It’s a stark choice that can’t be explained away or justified by Republican representatives and senators, only owned.

Good luck pitching a “you see what happened was…” at a candidate forum come election time and be prepared to have Nancy Pelosi’s smiling face landing in mailboxes in the districts of Republicans who don’t support the override by ballot or absence.

And this applies to non-Republicans who represent Trump-friendly areas.

Now there are some voices arguing that the failure to override just means that it’s simply back to the drawing board and a better map can be developed in the session.

First, that proposed map is going to be vetoed leading to yet another interruption of the 2022 legislative session to consider that override.

And second, the Democrats have already anticipated this and party leaders and operatives filed in the 19th Judicial District Court a law suit claiming an impasse and requesting that a judge redraw the districts as he sees fit.
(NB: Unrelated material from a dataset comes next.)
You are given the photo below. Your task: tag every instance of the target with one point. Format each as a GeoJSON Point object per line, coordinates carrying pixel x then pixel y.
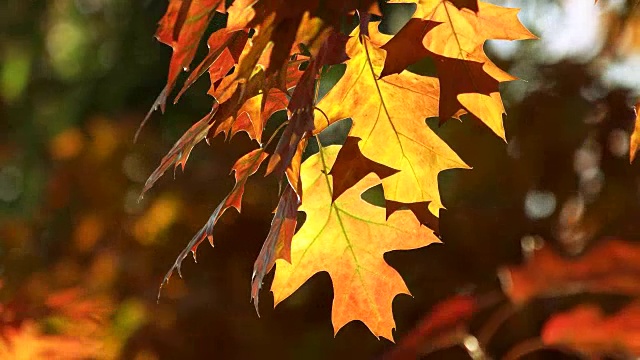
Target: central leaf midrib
{"type": "Point", "coordinates": [344, 232]}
This is the Hail Mary play the Democrats are executing as their only hope to create two friendly districts as they lack the support in the legislature to pass such a plan.

Republican legislators should needlessly avoid playing judicial roulette on the state’s congressional map while finally scoring an unmistakable victory over the Fourth Floor by unanimously supporting the veto override this week.

Doing otherwise would be reckless and potentially result in a far less satisfactory outcome than the implementation of the plans that were vetoed by the governor.